Одначе волхованство того молча не стерпели, охоту на него открыли. За голову его аж серебро обещали. А аких излишеств себе и Вождь древле, и Князь ноне позволить не дюжили – зерно и плать единое, яко имели. Обаче Градимир Ростиславич покамо суть уразумел, эт Святосева Святовидича в личную дружину и принял. Зане отвязалось от него Белое братство. Энное, исто, и мерно, не смели они супротив Великого Князя в открытую пойти, а нападение на витязя, иже при том служил, к нападению на владыку приравнивалось. Оттоле не точию голова виновного с плеч мечом княжеским слетала, опосля пыток телесных, но и род его, воспитавший, то затрагивало, ино до третии предка снисходя. Присного-то дружинника поденно не трогали, сие смертью каралось, да ежели своеручного умысла то не несло, обаче на то уж, и Княжий суд созывался.
А Чернава – ведьма, да к тем, лиходеям не токмо ходила, но и любезничала с ними, миловалась. И полно правды бы не ведала, так она ту разумела. Её Белояр Мстиславич, Князь удела Горного, с дружиной от волхованства спас. А у той ни уважения к себе, ни плача по сёстрам за душой не зыбилось. Простейшего чувства сохранения не присутствовало, и верила она, яво тех перехитрит, да желаемое обретёт. И с грустью слышал о том Святосев Святовидич, он же плетением в разуме славился, оттоде и стремя Чернавы всуе различал, а всё одно образ её стереть не мыслил. Любил.

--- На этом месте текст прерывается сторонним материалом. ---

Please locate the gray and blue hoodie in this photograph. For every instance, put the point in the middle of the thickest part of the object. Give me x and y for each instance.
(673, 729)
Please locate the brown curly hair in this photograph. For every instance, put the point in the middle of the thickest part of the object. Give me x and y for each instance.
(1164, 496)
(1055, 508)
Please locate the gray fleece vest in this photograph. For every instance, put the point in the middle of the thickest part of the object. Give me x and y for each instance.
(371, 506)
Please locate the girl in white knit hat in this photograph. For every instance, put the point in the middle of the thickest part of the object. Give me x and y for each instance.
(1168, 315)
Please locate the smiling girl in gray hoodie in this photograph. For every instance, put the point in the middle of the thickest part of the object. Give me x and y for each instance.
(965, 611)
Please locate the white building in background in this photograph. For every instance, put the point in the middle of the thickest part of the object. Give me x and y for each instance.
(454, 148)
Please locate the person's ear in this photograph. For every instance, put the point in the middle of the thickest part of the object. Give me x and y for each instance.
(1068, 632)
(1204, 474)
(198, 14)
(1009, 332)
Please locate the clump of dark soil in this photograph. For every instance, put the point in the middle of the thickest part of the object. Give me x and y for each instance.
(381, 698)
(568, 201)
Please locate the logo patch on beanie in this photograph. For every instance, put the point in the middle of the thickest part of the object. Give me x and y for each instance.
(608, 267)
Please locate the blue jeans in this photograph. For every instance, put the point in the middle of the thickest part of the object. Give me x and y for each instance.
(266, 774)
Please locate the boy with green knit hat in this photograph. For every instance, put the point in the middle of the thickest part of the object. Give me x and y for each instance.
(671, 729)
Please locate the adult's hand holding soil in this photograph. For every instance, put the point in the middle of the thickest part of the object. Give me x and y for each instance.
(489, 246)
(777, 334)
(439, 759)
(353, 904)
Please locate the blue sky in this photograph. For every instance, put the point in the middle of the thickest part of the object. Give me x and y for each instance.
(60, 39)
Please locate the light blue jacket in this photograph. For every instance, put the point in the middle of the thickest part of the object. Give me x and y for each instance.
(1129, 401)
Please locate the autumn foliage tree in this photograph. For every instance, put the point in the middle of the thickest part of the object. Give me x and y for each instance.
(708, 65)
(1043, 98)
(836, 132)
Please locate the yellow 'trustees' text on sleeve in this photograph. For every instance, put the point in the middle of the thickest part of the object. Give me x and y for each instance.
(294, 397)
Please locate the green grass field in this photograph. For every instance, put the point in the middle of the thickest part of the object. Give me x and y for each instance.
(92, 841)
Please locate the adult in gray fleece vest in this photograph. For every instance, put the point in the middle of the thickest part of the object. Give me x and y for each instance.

Обаче братьев паче. Посему кажинный раз Князь Краевой её вязи распутывал, так тожде в тот день роковой и поступил. А дабы други ратные ижего не прознали, он перст, правящий, с себя снял. И ведь хоронился все круги, заминок не глядел, ажно Чернаву в жены не взял, наперекор судьбе встал, воеже удел под гибель не подвести, ан всё, якого он страшился, плоть обрело.
И, нехай, сие токмо град гранённый, неукреплённый, но для Святосева Святовидича он всей волостью лежал. Зане себя простить Князь Краевой не силился, отонудуже среди от óчела и отказался, передать тот пытался, ан братья его охолониться просили, и так глубоко се не принимать. А у него сил на то не подымалось, корился, он же предотвратить то тщился, поелику и кольцо, поднесь носимое, кожу жечь почало.
И то, янысь, кругов чрез сест-девят Святосев Святовидич бы принял, отслужил: болота, на болого Краевого удела, осушая, да плетения наземь его навязывая, воеже твердь инда камнем усеянная плодоносила, да милостью братьев его добило. Покуда тем он всё поведал, кольми не скрываясь, и внутри измену суженой не храня, то по отклику тех внял – они все знали.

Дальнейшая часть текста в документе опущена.